Both the Communists and the Nazis are predicted to lose votes, which is at least some solace.

The party I voted for is not projected to win any seats anywhere, but I expected that. I reject the idea of tactical voting or voting for the lesser evil, although the more I learn about the party I voted for, the less happy I am with my vote.

Everything sucks.
 
Also, there are gubernatorial elections in Berlin tomorrow and the two main candidates are a Catholic fundamentalist who wants to turn the city into a playground for rich people and a former federal minister of science and education who lost her job because of plagiarism in her doctoral dissertation.
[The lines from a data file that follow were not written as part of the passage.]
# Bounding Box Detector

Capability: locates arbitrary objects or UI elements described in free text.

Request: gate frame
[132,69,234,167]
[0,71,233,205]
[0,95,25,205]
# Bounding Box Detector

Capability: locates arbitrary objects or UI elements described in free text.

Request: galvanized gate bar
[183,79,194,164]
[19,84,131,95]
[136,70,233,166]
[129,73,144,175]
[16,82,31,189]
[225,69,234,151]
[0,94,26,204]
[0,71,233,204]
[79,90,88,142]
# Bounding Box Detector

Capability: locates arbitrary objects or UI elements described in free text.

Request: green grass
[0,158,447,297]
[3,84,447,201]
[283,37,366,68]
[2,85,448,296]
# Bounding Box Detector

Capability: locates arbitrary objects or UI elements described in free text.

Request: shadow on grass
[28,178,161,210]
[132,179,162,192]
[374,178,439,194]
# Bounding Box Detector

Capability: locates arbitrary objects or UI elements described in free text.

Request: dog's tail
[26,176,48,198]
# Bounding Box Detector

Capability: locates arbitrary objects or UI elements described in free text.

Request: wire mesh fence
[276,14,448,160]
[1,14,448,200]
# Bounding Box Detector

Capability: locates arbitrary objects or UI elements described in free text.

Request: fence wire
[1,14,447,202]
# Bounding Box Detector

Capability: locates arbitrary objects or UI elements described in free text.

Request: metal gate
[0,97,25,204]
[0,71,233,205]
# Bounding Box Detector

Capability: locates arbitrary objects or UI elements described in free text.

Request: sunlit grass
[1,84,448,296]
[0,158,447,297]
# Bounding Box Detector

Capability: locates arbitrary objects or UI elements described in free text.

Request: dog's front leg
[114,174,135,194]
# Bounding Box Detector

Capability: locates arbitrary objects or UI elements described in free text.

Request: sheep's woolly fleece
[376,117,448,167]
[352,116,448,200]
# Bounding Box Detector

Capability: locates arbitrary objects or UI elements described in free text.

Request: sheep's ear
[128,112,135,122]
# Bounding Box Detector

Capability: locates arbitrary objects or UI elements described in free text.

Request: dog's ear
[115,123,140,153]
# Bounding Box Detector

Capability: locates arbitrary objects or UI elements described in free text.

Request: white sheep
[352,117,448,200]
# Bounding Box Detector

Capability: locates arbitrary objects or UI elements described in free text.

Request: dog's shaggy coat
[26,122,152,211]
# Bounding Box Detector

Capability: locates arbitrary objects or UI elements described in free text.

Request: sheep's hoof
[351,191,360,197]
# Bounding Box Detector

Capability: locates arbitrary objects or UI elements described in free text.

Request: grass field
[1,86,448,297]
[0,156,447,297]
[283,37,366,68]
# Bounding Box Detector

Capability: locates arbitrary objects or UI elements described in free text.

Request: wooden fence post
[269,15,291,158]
I feel so oddly detached from all this, as if these people had nothing to do with me.
 
Federal elections in Germany tomorrow. This was the most disgusting electoral campaign I ever witnessed, with no focus on important topics and all the energy devoted to character assassination. How you can have a campaign in 2021 without talking about climate change, in Germany of all places, is beyond me.

You need something to compensate when renewables don't perform. There is less wind this year than previously in Germany, because the last few years were stormy. So the grid compensated with increased lignite burning. Renewables need fallback and only fallback we have is like yelling 'Macbeth' to the politicians. They hate nukes. The only answer to the question "how do we avoid burning coal or gas if nature isn't as giving this season". Average politician is more likely to dodge this topic in favour of filling the void with personal insults than tackle a controversial topic.
 
I think nuclear power is a necessary evil in our present-day situation. We have to strive to get rid of it, but we can't do it just yet.
But that's not a topic. The nuclear plants are going to be shut down for good in Germany, there's been a majority for that for ten years. I just don't know where all the power for electric cars, buses, scooters etc. that are supposed to dominate traffic soon is supposed to come from but hey, who cares.
 
You just answered your own (rhetorical) question. You can't strive to get rid of nuclear energy because it's the greenest method of fuel generation per MW. Counties like France, US, Russia will eventually adapt new technologies, while countries that categorically shun nuclear energy out will have a rough time.

In case you meant we should get rid of old reactors for something less dangerous then I agree.